March 11, 2005 -- California clinics allegedly paid thousands of patients to undergo unnecessary surgical procedures and then billed insurers and employers for as much as $1.3 billion in fraudulent medical services, federal and state investigators said Friday.
Law enforcement officials say that insurers and companies have already paid an estimated $350 million in bogus health claims to surgical clinics in Southern California.
The scam, which first came to the attention of investigators in 2003, has already resulted in criminal charges against a pair of clinics and their owners in two separate cases.
But officials said Friday that their investigation of the operation has revealed a much bigger and more complex fraud network involving dozens of doctors, up to 100 clinics, and many thousands of patients willing to have unwarranted surgery in exchange for payment.
Participating clinics are accused of using networks of recruiters who traveled the country in search of patients, who were paid between $200 and $2,000 to have usually unnecessary colonoscopies or surgeries.
Doctors allegedly created false diagnoses and symptoms and in some cases coached patients on how to lie about their illnesses if ever asked by investigators, officials say.
Clinics would then bill insurance companies highly inflated prices for the operations, claiming that they were emergency procedures and charging more because they were performed outside the plans' usual doctor networks.
Thousands of patients were flown to California from 44 states, Puerto Rico, and the District of Columbia over three years, and many were given free or discounted cosmetic surgeries instead of cash as payment, says Daniel M. Martino, acting chief of the Federal Bureau of Investigation's health care fraud unit.
From Arizona alone, as many as 4,500 patients traveled to California, Martino says. "I would say, conservatively, that 90% of those patients were paid to participate in the fraud. Some recruitment activity is continuing. It's not stopped," Martino tells reporters.
Government and insurance company investigators say they were struck by the size and scope of the alleged fraud operation, which they have dubbed "Rent-a-Patient."
Clinics initially focused on Vietnamese patients, who they recruited through newspaper advertisements and in nail salons. They then moved on patients in Latino communities, eventually fanning out to members of dozens of health plans across the nation, Martino says.

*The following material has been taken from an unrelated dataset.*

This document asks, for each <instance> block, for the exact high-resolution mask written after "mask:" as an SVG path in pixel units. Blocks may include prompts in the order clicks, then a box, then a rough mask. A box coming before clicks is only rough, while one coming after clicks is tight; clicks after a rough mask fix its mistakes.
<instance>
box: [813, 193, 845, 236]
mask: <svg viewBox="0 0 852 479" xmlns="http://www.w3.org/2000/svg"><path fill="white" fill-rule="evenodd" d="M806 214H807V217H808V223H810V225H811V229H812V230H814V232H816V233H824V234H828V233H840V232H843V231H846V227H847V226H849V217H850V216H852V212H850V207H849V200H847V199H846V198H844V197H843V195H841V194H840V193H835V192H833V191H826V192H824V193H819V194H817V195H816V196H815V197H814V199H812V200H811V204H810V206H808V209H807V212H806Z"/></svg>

Investigators also said that the leaders showed a deep understanding of the medical insurance industry, focusing at first on patients with comprehensive insurance plans and gradually shifting to workers at self-insured corporations and in the federal government.
Clinics also aggressively sought payment from insurers, often threatening legal action if claims were not paid, says Steven E. Skwara, director of fraud investigation for Blue Cross Blue Shield of Massachusetts.
"They'd call constantly, they write nasty letters, they write nasty letters to your boss," he says.
"This is one of the most complex and sophisticated operations they've ever seen," says Paul F. Brown, deputy general council for the Blue Cross and Blue Shield Association, an umbrella group representing Blue Cross insurance plans.